The Inter-Agency Task Force on Management of Emerging Diseases (IATF-MEID) may heed UP's warning. And what Galvez has noted: the increase of critical care shown in the "overflow at hospitals," along with a surge of cases in Cebu City spanning two to three weeks, "similar to that experienced in NCR during the March till mid-April period." Plus: the comment through an adviser of Roy Cimatu, the overseer President Rodrigo Duterte sent to Cebu, that the total lockdown just imposed in at least 12 barangays in Cebu City still had to show results.

Thus the heavy betting is on a continued ECQ for at least another 15 days starting July 1.

CONDITION FOR PROJECTION. The condition in the June 29 UP forecast of new cases and deaths is specific about the continued enforcement of an enhanced quarantine.

That, plus this requirement: "rapidly identifying and breaking chains of viral transmission" to stop or lower the projected number of illnesses and casualties.

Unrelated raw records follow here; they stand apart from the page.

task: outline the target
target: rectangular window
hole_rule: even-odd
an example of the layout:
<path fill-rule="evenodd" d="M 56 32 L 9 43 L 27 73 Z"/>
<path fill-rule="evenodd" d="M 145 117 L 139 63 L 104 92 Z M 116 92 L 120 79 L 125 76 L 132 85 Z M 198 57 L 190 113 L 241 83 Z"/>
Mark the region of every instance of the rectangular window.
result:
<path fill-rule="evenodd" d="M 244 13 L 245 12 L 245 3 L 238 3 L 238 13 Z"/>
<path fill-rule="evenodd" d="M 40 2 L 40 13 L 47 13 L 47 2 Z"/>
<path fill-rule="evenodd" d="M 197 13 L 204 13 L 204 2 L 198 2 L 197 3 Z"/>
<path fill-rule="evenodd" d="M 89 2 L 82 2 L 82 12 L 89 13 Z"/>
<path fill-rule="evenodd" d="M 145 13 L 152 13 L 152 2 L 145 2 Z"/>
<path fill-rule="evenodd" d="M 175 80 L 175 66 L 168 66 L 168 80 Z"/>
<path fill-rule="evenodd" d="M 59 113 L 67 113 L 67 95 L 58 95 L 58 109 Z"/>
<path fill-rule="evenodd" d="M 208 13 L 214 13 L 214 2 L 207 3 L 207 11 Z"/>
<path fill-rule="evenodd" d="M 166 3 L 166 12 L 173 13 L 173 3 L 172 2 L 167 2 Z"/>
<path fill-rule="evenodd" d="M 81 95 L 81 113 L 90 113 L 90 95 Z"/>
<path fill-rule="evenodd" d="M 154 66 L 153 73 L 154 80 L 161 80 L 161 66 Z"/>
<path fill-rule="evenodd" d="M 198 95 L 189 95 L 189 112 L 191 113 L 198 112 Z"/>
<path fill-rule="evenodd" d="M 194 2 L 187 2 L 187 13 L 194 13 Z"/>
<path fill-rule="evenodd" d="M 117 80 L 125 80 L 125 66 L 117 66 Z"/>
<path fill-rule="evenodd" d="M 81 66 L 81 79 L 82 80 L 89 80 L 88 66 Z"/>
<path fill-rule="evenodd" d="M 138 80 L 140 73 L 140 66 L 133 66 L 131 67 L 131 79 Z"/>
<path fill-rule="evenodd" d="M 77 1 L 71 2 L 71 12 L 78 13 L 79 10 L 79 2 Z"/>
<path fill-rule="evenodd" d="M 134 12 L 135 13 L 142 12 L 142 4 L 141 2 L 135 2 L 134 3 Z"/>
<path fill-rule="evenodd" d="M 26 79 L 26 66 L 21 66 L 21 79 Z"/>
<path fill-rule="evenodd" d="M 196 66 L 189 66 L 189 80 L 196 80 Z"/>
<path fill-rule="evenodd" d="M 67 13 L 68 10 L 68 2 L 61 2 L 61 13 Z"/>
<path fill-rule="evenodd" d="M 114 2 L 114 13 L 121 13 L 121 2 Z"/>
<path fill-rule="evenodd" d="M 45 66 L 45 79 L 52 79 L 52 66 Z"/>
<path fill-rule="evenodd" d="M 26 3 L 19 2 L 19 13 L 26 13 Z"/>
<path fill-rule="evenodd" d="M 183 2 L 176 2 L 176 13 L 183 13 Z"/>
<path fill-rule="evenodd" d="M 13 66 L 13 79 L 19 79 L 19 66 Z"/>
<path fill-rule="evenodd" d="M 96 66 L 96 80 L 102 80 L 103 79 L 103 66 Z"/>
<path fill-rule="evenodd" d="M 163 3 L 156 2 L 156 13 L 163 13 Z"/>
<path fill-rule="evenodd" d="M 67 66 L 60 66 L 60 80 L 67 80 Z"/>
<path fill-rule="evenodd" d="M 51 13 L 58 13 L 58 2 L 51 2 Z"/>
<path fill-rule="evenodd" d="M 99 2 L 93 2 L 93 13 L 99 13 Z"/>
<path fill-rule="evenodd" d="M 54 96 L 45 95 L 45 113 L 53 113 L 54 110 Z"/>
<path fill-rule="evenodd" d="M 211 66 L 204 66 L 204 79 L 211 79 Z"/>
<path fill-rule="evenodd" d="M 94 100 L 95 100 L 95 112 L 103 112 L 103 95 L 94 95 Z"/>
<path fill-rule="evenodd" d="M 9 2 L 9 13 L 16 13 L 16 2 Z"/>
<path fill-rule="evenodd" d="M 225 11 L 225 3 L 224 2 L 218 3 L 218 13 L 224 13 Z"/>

WHAT STILL BUGS CEBUANOS. Many Cebu residents brace for continued, even tougher quarantine times ahead. They want to know however:

[1] If the IATF -- and its adjuncts such as the National Task Force, the Regional Task Force, along with its national implementer and Cebu overseer -- considers Cebu province separately from Cebu City. Some of their officials and advisers appear to confuse the province with the city in assessing the "lack of coordination, politics, and mistruths" that they largely blame for the local fiasco. The UP panel seems to consider the entire island of Cebu in its study and projections, despite the insistence of Gov. Gwen Garcia that the two LGUs be considered separately.

[2] Whether Cimatu has already harmonized the data on cases, deaths and recoveries that come from Department of Health and the health departments of local governments, as well as health centers, clinics and hospitals. Since the national government distrusts the numbers, the system of collecting and reporting data must be corrected and improved.

The same demand for openness and trustworthiness in the release of data to the public is made for the situation in critical hospital care: the hospitals association must vouch for accuracy of numbers. City Hall has been clashing with other sources on the rates of occupancy on hospitals, clinics and quarantine centers.

[3] What changes IATF, through Galvez and Cimatu or the regional task force, has made, to show that it was breach of health protocols that actually caused the surge of new cases. Or was the Cebuanos' alleged stubbornness just made the scapegoat for wrong strategies primarily dictated by Manila?